Donnelly M C, Scobie L, Crossan C L, Dalton H, Hayes P C, Simpson K J
Department of Hepatology and Scottish Liver Transplant Unit, University of Edinburgh, Royal Infirmary of Edinburgh, Edinburgh, UK.
Department of Biological and Biomedical Sciences, Glasgow Caledonian University, Glasgow, UK.
Aliment Pharmacol Ther. 2017 Jul;46(2):126-141. doi: 10.1111/apt.14109. Epub 2017 Apr 27.
Hepatitis E virus (HEV) is a leading cause of acute icteric hepatitis and acute liver failure in the developing world. During the last decade, there has been increasing recognition of autochthonous (locally acquired) HEV infection in developed countries. Chronic HEV infection is now recognised, and in transplant recipients this may lead to cirrhosis and organ failure.
To detail current understanding of the molecular biology of HEV, diagnostic and therapeutic strategies and propose future directions for basic science and clinical research.
PubMed was searched for English language articles using the key words "hepatitis E", "viral hepatitis", "autochthonous infection", "antiviral therapy", "liver transplantation", "acute", "chronic", "HEV", "genotype", "transmission" "food-borne", "transfusion". Additional relevant publications were identified from article reference lists.
There has been increasing recognition of autochthonous HEV infection in Western countries, mainly associated with genotype 3. Chronic HEV infection has been recognised since 2008, and in transplant recipients this may lead to cirrhosis and organ failure. Modes of transmission include food-borne transmission, transfusion of blood products and solid organ transplantation. Ribavirin therapy is used to treat patients with chronic HEV infection, but new therapies are required as there have been reports of treatment failure with ribavirin.

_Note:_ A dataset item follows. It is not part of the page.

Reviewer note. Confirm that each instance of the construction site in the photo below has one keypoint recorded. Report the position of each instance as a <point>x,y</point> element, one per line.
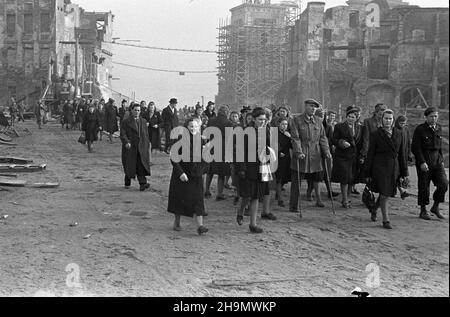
<point>252,52</point>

Autochthonous HEV infection is a clinical issue with increasing burden. Future work should focus on increasing awareness of HEV infection in the developed world, emphasising the need for clinicians to have a low threshold for HEV testing, particularly in immunosuppressed patients. Patients at potential risk of chronic HEV infection must also be educated and given advice regarding prevention of infection.
戊型肝炎病毒(HEV)是发展中国家急性黄疸型肝炎和急性肝衰竭的主要病因。在过去十年中,发达国家对本地获得性戊型肝炎病毒(HEV)感染的认识日益增加。现在已认识到慢性戊型肝炎病毒感染,在移植受者中,这可能导致肝硬化和器官衰竭。
详细阐述目前对戊型肝炎病毒分子生物学、诊断和治疗策略的理解,并为基础科学和临床研究提出未来方向。
使用关键词“戊型肝炎”、“病毒性肝炎”、“本地感染”、“抗病毒治疗”、“肝移植”、“急性”、“慢性”、“戊型肝炎病毒”、“基因型”、“传播”、“食源性”、“输血”在PubMed上搜索英文文章。从文章参考文献列表中识别其他相关出版物。
西方国家对本地戊型肝炎病毒感染的认识日益增加,主要与3型基因型有关。自2008年以来已认识到慢性戊型肝炎病毒感染,在移植受者中,这可能导致肝硬化和器官衰竭。传播方式包括食源性传播、血液制品输血和实体器官移植。利巴韦林疗法用于治疗慢性戊型肝炎病毒感染患者,但由于有关于利巴韦林治疗失败的报道,需要新的治疗方法。
本地戊型肝炎病毒感染是一个负担日益加重的临床问题。未来的工作应侧重于提高发达国家对戊型肝炎病毒感染的认识,强调临床医生对戊型肝炎病毒检测保持低阈值的必要性,特别是在免疫抑制患者中。还必须对有慢性戊型肝炎病毒感染潜在风险的患者进行教育,并就预防感染提供建议。